Why is lto/whole program mode not used in LLVM for peak performance
comparison? (of course, peak performance should really use FDO..)

thanks,

David

On Wed, Sep 7, 2011 at 8:15 AM, Vladimir Makarov <vmaka...@redhat.com> wrote:
>  Some people asked me to do comparison of  GCC-4.6 and LLVM-2.9 (both
> released this spring) as I did GCC-LLVM comparison in previous year.
>
>  You can find it on http://vmakarov.fedorapeople.org/spec under
> 2011 GCC-LLVM comparison tab entry.
>
>
>  This year the comparison is done on GCC 4.6 and LLVM 2.9 which were
> released in spring 2011.
>
>  As usually I am focused mostly on the compiler comparison
> as *optimizing* compilers on major platform x86/x86-64.  I don't
> consider other aspects of the compilers as quality of debug
> information, supported languages, standards and extensions (e.g.
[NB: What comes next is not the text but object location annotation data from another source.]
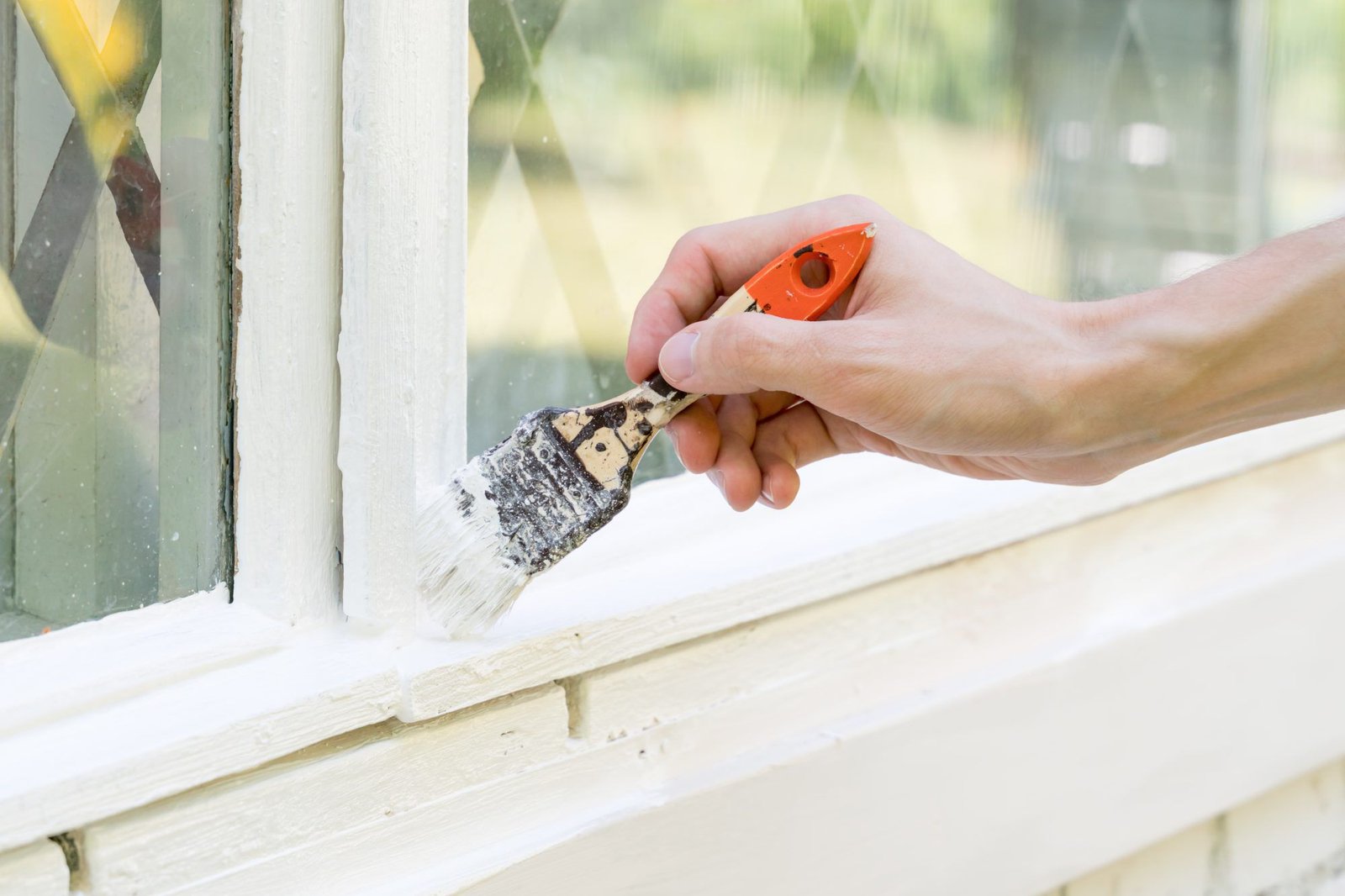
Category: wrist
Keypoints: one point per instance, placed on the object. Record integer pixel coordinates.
(1131, 378)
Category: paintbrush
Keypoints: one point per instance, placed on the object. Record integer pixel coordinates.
(565, 472)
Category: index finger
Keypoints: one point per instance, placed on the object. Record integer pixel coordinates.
(715, 261)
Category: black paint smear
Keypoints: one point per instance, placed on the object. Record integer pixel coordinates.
(546, 499)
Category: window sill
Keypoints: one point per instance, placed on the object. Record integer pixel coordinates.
(171, 697)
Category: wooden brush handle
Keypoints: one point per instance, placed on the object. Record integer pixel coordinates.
(672, 398)
(609, 439)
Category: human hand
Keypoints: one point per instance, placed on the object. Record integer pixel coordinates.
(930, 358)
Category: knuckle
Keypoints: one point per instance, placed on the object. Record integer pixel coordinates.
(856, 203)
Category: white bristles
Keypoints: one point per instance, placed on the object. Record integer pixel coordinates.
(467, 579)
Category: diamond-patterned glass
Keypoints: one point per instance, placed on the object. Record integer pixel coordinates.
(113, 353)
(1080, 148)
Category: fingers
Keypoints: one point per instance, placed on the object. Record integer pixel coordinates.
(784, 443)
(716, 260)
(736, 472)
(757, 459)
(750, 353)
(696, 436)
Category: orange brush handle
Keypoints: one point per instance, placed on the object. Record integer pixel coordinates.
(779, 289)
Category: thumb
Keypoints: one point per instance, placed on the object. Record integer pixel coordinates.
(746, 353)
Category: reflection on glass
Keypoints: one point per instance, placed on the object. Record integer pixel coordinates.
(1079, 148)
(113, 163)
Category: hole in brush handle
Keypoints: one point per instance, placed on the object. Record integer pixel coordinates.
(663, 387)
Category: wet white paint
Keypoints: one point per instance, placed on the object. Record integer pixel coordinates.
(288, 524)
(467, 579)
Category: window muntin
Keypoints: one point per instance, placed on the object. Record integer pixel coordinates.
(1079, 150)
(114, 241)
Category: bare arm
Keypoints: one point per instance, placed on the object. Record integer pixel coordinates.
(939, 362)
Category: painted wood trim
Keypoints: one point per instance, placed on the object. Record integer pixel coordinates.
(37, 869)
(1026, 712)
(403, 356)
(241, 707)
(287, 532)
(858, 521)
(1012, 788)
(275, 689)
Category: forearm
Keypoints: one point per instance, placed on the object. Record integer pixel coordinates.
(1254, 340)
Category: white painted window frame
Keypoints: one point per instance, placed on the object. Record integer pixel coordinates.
(351, 161)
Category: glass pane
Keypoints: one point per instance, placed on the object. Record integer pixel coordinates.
(1079, 148)
(113, 306)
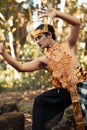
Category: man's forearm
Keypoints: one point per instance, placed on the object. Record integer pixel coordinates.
(68, 18)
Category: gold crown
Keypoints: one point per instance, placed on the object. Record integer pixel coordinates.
(39, 31)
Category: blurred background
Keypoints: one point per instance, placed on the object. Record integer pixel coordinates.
(18, 18)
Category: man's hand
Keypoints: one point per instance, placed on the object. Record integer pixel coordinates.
(47, 12)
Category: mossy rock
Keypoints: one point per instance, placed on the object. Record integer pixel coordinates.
(12, 121)
(8, 107)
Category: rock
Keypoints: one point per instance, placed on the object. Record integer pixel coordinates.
(12, 121)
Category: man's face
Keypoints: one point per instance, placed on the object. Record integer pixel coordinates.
(42, 40)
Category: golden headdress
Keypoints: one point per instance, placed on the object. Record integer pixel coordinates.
(39, 31)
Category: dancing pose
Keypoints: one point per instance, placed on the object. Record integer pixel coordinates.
(62, 64)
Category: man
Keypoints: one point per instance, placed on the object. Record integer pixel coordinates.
(60, 61)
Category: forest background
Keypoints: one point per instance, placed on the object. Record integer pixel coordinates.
(18, 18)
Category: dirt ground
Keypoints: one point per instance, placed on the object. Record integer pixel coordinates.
(24, 101)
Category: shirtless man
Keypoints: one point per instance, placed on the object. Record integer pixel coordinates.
(54, 101)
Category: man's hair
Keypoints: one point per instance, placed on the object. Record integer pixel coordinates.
(46, 28)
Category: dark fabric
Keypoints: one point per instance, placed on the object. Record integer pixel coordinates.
(47, 105)
(82, 91)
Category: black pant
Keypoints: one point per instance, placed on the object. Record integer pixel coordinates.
(47, 105)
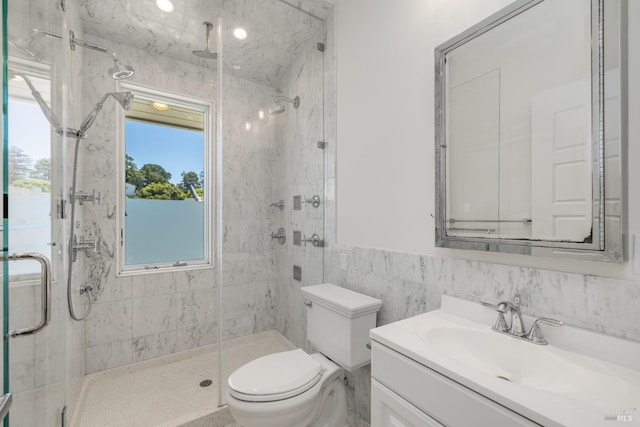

OMP),
> supported targets and ABI, support of just-in-time compilation etc.
>
>  Different to the 2010 comparison, the SPEC2000 benchmarks were run on
> a recent *Sandy Bridge processor* which will be a mainstream
> processor at least for the next year.
>
>  This year I tried to decrease the number of graphs which are still too
> many with my point of view.  Some graphs are bigger than for 2010
> comparison and oriented to screens with a larger resolution.  If you
> need exact numbers you should look at the tables from which the graphs
> were generated.
>
>  I added GCC run with -O1 which helps to understand
> that *LLVM with -O2 or -O3 is analog of GCC 4.1 with -O1
> with the point of view of generated code performance and
> compilation speed*.  People are frequently saying that LLVM is a much
> faster compiler than GCC.  That is probably not true.  If you need the same
> generated code quality and compilation speed as LLVM -O2/-O3
> you should use GCC with -O1.  If you want 10%-40% faster
> generated code, you should use GCC with -O2/-O3 and you need
> 20%-40% (150%-200% if you use GCC LTO) more time for compilation.  I
> believe that LLVM code performance is far away from GCC because
> it is sufficiently easy to get first percents of code improvement, it
> becomes much harder to get subsequent percents, and IMHO starting with
> some point of the development the relation of the code improvement to
> the spent efforts might become exponential.  So there is no magic --
> GCC has a better performance because much more efforts of experienced
> compiler developers have been spent and are being spent for GCC
> development than for LLVM.
>
>  The above said about compilation speed is true when GCC front-end is
> used for LLVM.  LLVM has another C-language family front-end called
> CLANG which can speed up compilation in optimization mode
> (-O2/-O3) upto 20%-25%.  So even as LLVM optimizations
> are not faster than GCC optimizations, CLANG front-end is really
> faster than GCC-frontend.  I think GCC community should pay more attention
> to this fact.  Fortunately, a few new GCC projects address to this problem
> and I hope this problem will be solved or alleviated.
>
>  This year I used -Ofast -flto -fwhole-program instead of
> -O3 for GCC and -O3 -ffast-math for LLVM for comparison of peak
> performance.  I could improve GCC performance even more by using
> other GCC possibilities (like support of AVX insns, Graphite optimizations
> and even some experimental stuff like LIPO) but I wanted to give LLVM
> some chances too.  Probably an experienced user in LLVM could improve
> LLVM performance too.  So I think it is a fair comparison.